Kualifikasi: anggun, modis, berwibawa, dst.

Wanita kedua adalah sosok Ibu. Lelaki sebenarnya makhluk paling tidak bisa mandiri. Dia juga lemah di dalam sana, walau selalu berusaha kelihatan kuat dan tegar. Jadi sosok ibu inilah tempat dia menelungkupkan wajah, saat takut melihat ke depan, saat remuk dikepung kegagalan.

Kualifikasi: yup, berjiwa keibuan dong. Betis kesebelasan tidak direkomendasikan.

Wanita ketiga adalah sosok Sahabat. Nah, ini temen ketawa-ketiwi, jalan-jalan, ngebahas ini itu.

Kualifikasi: cerdas, ngocol, sikap hidup positif, tomboy dikit gpp.

Dan inilah dia, wanita keempat: Sparring partner di tempat tidur.

Kualifikasi: high voltage desire, khatam dan hapal buku kamasutra, dan tentu saja fisik dan jantung yang sehat.

*****

Sepertinya menyenangkan ya… Khusus buat para pria, diberi kesempatan untuk membayangkannya. :D Dan saya munafik, bila menolak presentasi kawan saya tadi itu, yang jujur saja sangat menggiurkan.

Masalahnya, bagaimana jika para wanita juga menutut punya empat pria yang mendampinginya dalam mengarungi kehidupan: mereka yang akan diposisikan sebagai pangeran, sosok ayah, sahabat, dan pejantan tangguh?

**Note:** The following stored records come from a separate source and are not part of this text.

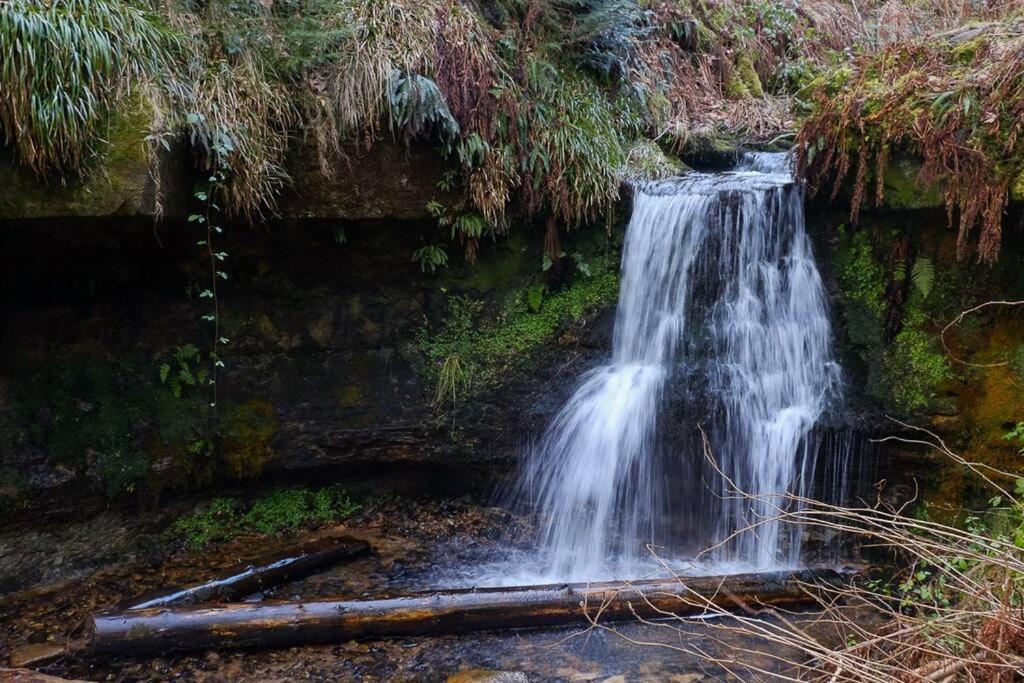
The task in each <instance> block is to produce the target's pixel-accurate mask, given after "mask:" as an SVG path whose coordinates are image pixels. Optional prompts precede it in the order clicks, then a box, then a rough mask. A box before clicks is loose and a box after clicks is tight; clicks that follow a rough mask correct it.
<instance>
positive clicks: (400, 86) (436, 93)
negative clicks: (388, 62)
mask: <svg viewBox="0 0 1024 683" xmlns="http://www.w3.org/2000/svg"><path fill="white" fill-rule="evenodd" d="M388 101H389V103H390V110H391V122H392V124H393V125H394V127H395V128H397V129H398V130H400V131H402V135H403V136H404V137H406V139H407V140H410V139H413V138H415V137H425V136H427V135H429V134H430V133H431V132H436V133H437V135H438V136H439V137H440V139H441V140H442V141H444V142H449V141H451V140H453V139H455V137H456V135H458V134H459V123H458V122H457V121H456V120H455V117H453V116H452V112H451V111H450V110H449V105H447V102H446V101H445V100H444V95H443V94H441V91H440V90H439V89H438V88H437V84H436V83H434V82H433V81H431V80H430V79H429V78H425V77H423V76H419V75H417V74H412V75H406V74H402V73H401V72H399V71H397V70H395V71H394V72H392V75H391V87H390V89H389V91H388Z"/></svg>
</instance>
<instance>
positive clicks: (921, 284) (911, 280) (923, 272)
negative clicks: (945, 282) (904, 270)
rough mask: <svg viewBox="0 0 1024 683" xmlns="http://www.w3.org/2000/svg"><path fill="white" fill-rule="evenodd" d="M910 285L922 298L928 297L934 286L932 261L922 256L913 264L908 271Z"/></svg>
mask: <svg viewBox="0 0 1024 683" xmlns="http://www.w3.org/2000/svg"><path fill="white" fill-rule="evenodd" d="M910 283H911V284H912V285H913V288H914V289H915V290H918V291H919V292H921V295H922V296H923V297H926V298H927V297H928V295H929V294H930V293H931V291H932V288H933V287H934V286H935V264H934V263H932V259H930V258H928V257H926V256H922V257H920V258H919V259H918V260H915V261H914V262H913V268H912V269H911V270H910Z"/></svg>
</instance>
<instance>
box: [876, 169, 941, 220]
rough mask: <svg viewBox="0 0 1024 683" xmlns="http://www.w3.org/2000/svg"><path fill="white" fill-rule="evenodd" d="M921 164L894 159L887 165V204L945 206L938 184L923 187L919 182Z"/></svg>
mask: <svg viewBox="0 0 1024 683" xmlns="http://www.w3.org/2000/svg"><path fill="white" fill-rule="evenodd" d="M920 170H921V164H920V163H915V162H913V161H911V160H909V159H905V158H903V159H894V160H891V161H890V162H889V164H887V165H886V171H885V173H886V174H885V205H886V206H888V207H890V208H893V209H934V208H938V207H942V206H945V203H944V201H943V198H942V193H941V191H940V188H939V187H937V186H931V187H922V186H921V183H919V182H918V172H919V171H920Z"/></svg>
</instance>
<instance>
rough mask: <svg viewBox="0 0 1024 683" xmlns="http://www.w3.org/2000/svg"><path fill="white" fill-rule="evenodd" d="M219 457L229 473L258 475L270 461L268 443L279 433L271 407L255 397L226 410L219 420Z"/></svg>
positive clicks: (272, 405) (267, 402) (270, 452)
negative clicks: (274, 436)
mask: <svg viewBox="0 0 1024 683" xmlns="http://www.w3.org/2000/svg"><path fill="white" fill-rule="evenodd" d="M221 429H222V433H223V436H222V439H221V444H220V446H221V447H220V456H221V458H222V460H223V462H224V465H225V467H226V469H227V471H228V473H229V474H231V475H232V476H236V477H251V476H257V475H259V474H260V473H261V472H262V471H263V467H264V466H265V465H266V463H267V462H269V461H270V459H271V458H273V450H272V449H271V447H270V444H271V443H272V441H273V437H274V434H276V432H278V416H276V415H275V414H274V410H273V405H271V404H270V403H268V402H267V401H265V400H258V399H256V398H253V399H250V400H247V401H245V402H244V403H240V404H236V405H231V407H229V408H228V409H227V410H226V411H225V412H224V417H223V418H222V427H221Z"/></svg>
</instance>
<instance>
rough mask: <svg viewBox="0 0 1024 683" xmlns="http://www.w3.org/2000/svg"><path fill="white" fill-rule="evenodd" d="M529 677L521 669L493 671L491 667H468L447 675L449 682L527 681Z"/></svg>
mask: <svg viewBox="0 0 1024 683" xmlns="http://www.w3.org/2000/svg"><path fill="white" fill-rule="evenodd" d="M528 681H529V679H528V678H527V677H526V674H524V673H522V672H521V671H492V670H489V669H467V670H465V671H460V672H459V673H458V674H453V675H452V676H449V677H447V683H527V682H528Z"/></svg>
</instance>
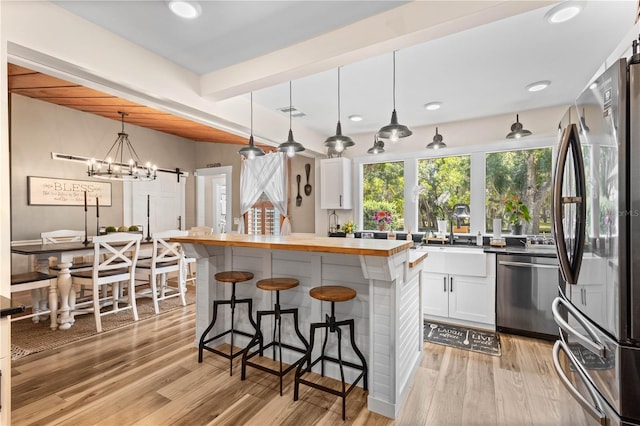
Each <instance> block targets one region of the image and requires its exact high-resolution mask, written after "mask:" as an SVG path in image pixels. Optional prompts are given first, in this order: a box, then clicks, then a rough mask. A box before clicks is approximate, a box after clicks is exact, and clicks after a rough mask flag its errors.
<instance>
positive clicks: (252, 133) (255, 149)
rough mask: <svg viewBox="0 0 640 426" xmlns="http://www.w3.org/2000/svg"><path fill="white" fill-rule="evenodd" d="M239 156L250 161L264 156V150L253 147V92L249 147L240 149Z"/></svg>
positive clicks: (254, 146)
mask: <svg viewBox="0 0 640 426" xmlns="http://www.w3.org/2000/svg"><path fill="white" fill-rule="evenodd" d="M238 154H240V155H242V156H243V157H245V158H247V159H248V160H251V159H253V158H255V157H259V156H261V155H264V151H263V150H262V149H260V148H259V147H257V146H254V145H253V92H251V134H250V135H249V145H247V146H243V147H242V148H240V151H238Z"/></svg>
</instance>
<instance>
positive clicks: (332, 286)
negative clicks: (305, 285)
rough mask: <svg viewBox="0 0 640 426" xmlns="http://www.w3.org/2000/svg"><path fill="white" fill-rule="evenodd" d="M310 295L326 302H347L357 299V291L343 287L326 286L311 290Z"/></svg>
mask: <svg viewBox="0 0 640 426" xmlns="http://www.w3.org/2000/svg"><path fill="white" fill-rule="evenodd" d="M309 295H310V296H311V297H313V298H314V299H318V300H324V301H325V302H346V301H347V300H351V299H353V298H354V297H356V291H355V290H354V289H352V288H349V287H343V286H341V285H325V286H322V287H314V288H312V289H311V290H309Z"/></svg>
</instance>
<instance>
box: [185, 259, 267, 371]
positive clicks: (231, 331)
mask: <svg viewBox="0 0 640 426" xmlns="http://www.w3.org/2000/svg"><path fill="white" fill-rule="evenodd" d="M214 277H215V279H216V281H220V282H223V283H231V299H228V300H214V301H213V319H212V320H211V323H210V324H209V326H208V327H207V329H206V330H205V331H204V332H203V333H202V336H200V345H198V362H202V351H203V350H204V349H206V350H208V351H209V352H213V353H215V354H218V355H220V356H223V357H225V358H227V359H228V360H229V375H230V376H232V375H233V359H234V358H236V357H237V356H240V355H242V354H243V352H244V350H242V351H239V352H236V353H233V335H234V334H240V335H242V336H247V337H253V336H254V333H247V332H245V331H241V330H236V329H235V310H236V305H237V304H239V303H246V304H247V305H248V306H249V321H250V322H251V325H253V328H254V329H257V326H256V323H255V322H254V321H253V317H252V316H251V312H252V307H253V300H252V299H251V298H248V299H236V283H240V282H245V281H249V280H251V279H253V274H252V273H251V272H245V271H225V272H218V273H217V274H215V276H214ZM219 305H230V306H231V328H230V329H228V330H226V331H224V332H222V333H220V334H218V335H216V336H213V337H211V338H209V339H207V338H206V337H207V334H208V333H209V332H210V331H211V329H212V328H213V326H214V324H215V323H216V319H217V317H218V306H219ZM227 334H231V350H230V353H225V352H222V351H219V350H218V349H215V348H212V347H211V346H207V343H209V342H211V341H213V340H216V339H219V338H221V337H223V336H226V335H227Z"/></svg>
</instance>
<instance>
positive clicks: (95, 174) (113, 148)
mask: <svg viewBox="0 0 640 426" xmlns="http://www.w3.org/2000/svg"><path fill="white" fill-rule="evenodd" d="M118 114H120V117H121V121H122V130H121V131H120V132H119V133H118V137H117V138H116V140H115V142H114V143H113V145H111V148H109V151H108V152H107V154H106V155H105V156H104V159H103V160H102V161H96V160H95V159H91V160H89V161H88V164H87V174H88V175H89V176H90V177H95V178H98V179H107V180H131V181H135V180H138V181H148V180H155V179H156V177H157V172H158V168H157V167H156V165H152V164H151V163H150V162H146V163H144V164H143V163H142V161H141V160H140V157H138V153H137V152H136V150H135V149H134V148H133V145H132V144H131V141H130V140H129V135H128V134H127V133H125V131H124V118H125V117H126V116H127V115H129V114H127V113H126V112H122V111H118ZM125 151H126V152H125ZM125 154H128V157H129V159H128V160H125Z"/></svg>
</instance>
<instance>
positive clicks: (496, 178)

Lagi-lagi persoalan reciprocal. Bila Anda tak siap digilir, mengapa berencana menggilir? Bila Anda mengeluhkan bagaimana dia tidak bisa memenuhi segala kebutuhanmu terhadap seorang pendamping hidup, apa pula yang membuat Anda yakin telah memenuhi sekian persen saja harapannya dari seorang penjaga hati?

*****

Tapi soal empat “jenis” tadi menarik juga. Barangkali tantangannya adalah, bagaimana Anda bisa memerankan (sedikitnya) empat posisi tadi. Ada masanya Anda dibutuhkan sebagai seorang pejantan atau betina yang binal, dan ada pula waktunya Anda diharapkan bisa “sabar” untuk menjadi seorang ibu atau ayah, atau bisa asyik untuk menjadi seorang sobat.

Kemampuan untuk (saling) membaca kebutuhan pasangan itu, barangkali salah satu jawaban penting, bagi problem hubungan jangka panjang dengan komitmen. Kyknya, salah memposisikan diri emg bakal terasa menjengkelkan deh.

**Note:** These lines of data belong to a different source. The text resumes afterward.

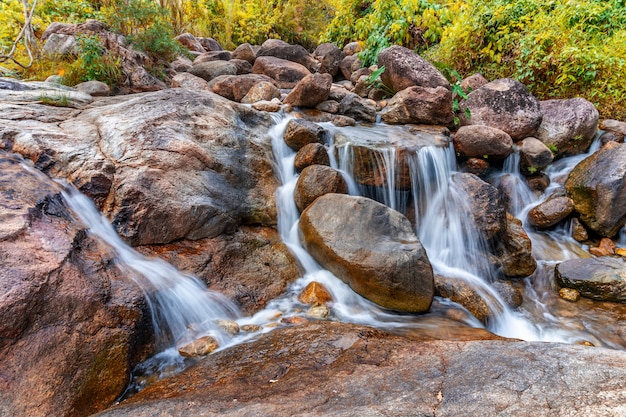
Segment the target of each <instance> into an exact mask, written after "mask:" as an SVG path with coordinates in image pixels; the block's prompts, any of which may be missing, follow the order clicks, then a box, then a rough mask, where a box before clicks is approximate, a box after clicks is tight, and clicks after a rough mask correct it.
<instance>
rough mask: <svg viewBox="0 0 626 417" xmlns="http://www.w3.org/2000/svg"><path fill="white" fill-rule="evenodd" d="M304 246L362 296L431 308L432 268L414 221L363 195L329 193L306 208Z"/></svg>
mask: <svg viewBox="0 0 626 417" xmlns="http://www.w3.org/2000/svg"><path fill="white" fill-rule="evenodd" d="M300 232H301V236H302V240H303V244H304V246H305V248H306V249H307V250H308V251H309V253H310V254H311V255H312V256H313V258H315V260H317V261H318V262H319V263H320V264H321V265H322V266H324V267H325V268H326V269H328V270H330V271H331V272H333V273H334V274H335V275H336V276H337V277H338V278H340V279H341V280H343V281H344V282H346V283H347V284H348V285H349V286H350V287H351V288H352V289H353V290H354V291H356V292H357V293H359V294H361V295H362V296H363V297H365V298H368V299H369V300H371V301H373V302H375V303H377V304H379V305H381V306H383V307H386V308H389V309H392V310H399V311H406V312H412V313H418V312H424V311H428V309H429V308H430V305H431V303H432V299H433V294H434V283H433V271H432V267H431V265H430V262H429V260H428V256H427V255H426V251H425V250H424V248H423V247H422V245H421V243H420V241H419V240H418V238H417V236H416V235H415V232H414V231H413V227H412V226H411V223H410V222H409V221H408V220H407V218H406V217H404V216H403V215H401V214H400V213H398V212H397V211H395V210H392V209H390V208H389V207H387V206H385V205H383V204H380V203H378V202H376V201H374V200H370V199H368V198H364V197H354V196H348V195H343V194H326V195H324V196H322V197H319V198H318V199H317V200H315V202H314V203H313V204H311V205H310V206H309V207H308V208H307V209H306V210H305V211H304V212H303V213H302V217H301V219H300Z"/></svg>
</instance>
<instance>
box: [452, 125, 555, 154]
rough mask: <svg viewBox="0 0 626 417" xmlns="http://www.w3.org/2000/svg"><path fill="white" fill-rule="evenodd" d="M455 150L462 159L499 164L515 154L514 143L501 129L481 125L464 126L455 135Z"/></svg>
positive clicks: (454, 141)
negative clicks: (483, 160)
mask: <svg viewBox="0 0 626 417" xmlns="http://www.w3.org/2000/svg"><path fill="white" fill-rule="evenodd" d="M454 150H455V151H456V152H457V156H458V157H460V158H483V159H487V160H488V161H489V162H491V161H494V162H498V161H503V160H504V159H506V158H507V157H508V156H509V155H510V154H511V152H513V141H512V140H511V137H510V136H509V135H508V134H507V133H505V132H503V131H502V130H500V129H496V128H493V127H489V126H480V125H471V126H462V127H461V128H459V130H458V131H457V132H456V133H455V134H454ZM548 152H549V151H548Z"/></svg>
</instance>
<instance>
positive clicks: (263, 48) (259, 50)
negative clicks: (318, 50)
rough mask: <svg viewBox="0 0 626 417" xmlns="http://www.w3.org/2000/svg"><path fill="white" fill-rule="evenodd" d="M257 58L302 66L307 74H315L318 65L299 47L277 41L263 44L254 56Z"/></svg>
mask: <svg viewBox="0 0 626 417" xmlns="http://www.w3.org/2000/svg"><path fill="white" fill-rule="evenodd" d="M256 56H257V58H259V57H264V56H265V57H267V56H272V57H276V58H280V59H284V60H287V61H291V62H296V63H298V64H300V65H302V66H304V67H305V68H306V69H307V70H309V72H317V70H318V68H319V67H320V63H319V62H318V61H317V60H316V59H315V58H313V56H311V54H310V53H309V51H307V50H306V49H305V48H304V47H303V46H301V45H290V44H288V43H287V42H284V41H280V40H278V39H271V40H270V41H265V42H263V45H261V48H260V49H259V51H258V52H257V54H256Z"/></svg>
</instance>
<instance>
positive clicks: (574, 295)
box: [559, 288, 580, 303]
mask: <svg viewBox="0 0 626 417" xmlns="http://www.w3.org/2000/svg"><path fill="white" fill-rule="evenodd" d="M559 296H560V297H561V298H562V299H564V300H566V301H570V302H572V303H575V302H576V301H578V300H579V299H580V293H579V292H578V290H575V289H573V288H561V289H560V290H559Z"/></svg>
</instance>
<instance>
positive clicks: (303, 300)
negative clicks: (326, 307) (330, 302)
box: [298, 281, 333, 306]
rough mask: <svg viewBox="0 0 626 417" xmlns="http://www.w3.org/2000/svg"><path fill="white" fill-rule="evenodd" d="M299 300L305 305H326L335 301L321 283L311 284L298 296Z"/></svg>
mask: <svg viewBox="0 0 626 417" xmlns="http://www.w3.org/2000/svg"><path fill="white" fill-rule="evenodd" d="M298 300H300V302H302V303H304V304H309V305H313V306H316V305H325V304H326V303H328V302H330V301H333V297H332V295H330V293H329V292H328V290H327V289H326V287H324V286H323V285H322V284H320V283H319V282H315V281H313V282H311V283H309V284H308V285H307V286H306V287H305V288H304V289H303V290H302V291H301V292H300V294H299V295H298Z"/></svg>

Bayangkan, Anda ingin sekali sekadar ngobrol ngalur ngidul dengan suami, yang berarti menginginkannya sebagai seorang sahabat, eh, dia malah berulang-ulang mengirimkan sinyal tentang “rasa gatal” di tubuhnya.

Atau sebaliknya, Anda ingin sekali menunjukkan kepada rekan-rekan betapa cantik dan anggunnya permaisuri Anda, eh, beliau malah tampil seperti emak-emak beneran.

Btw, menurut Anda sosok mana yang paling penting?

 

Bagaimana Ramalan Harian, Ramalan Zodiak Harian, Ramalan Mingguan, Zodiak Mingguan, Ramalan Zodiak Mingguan Anda?

Cek Harga HANDPHONE, MOTOR dan Harga Lainnya di www.harganya.com!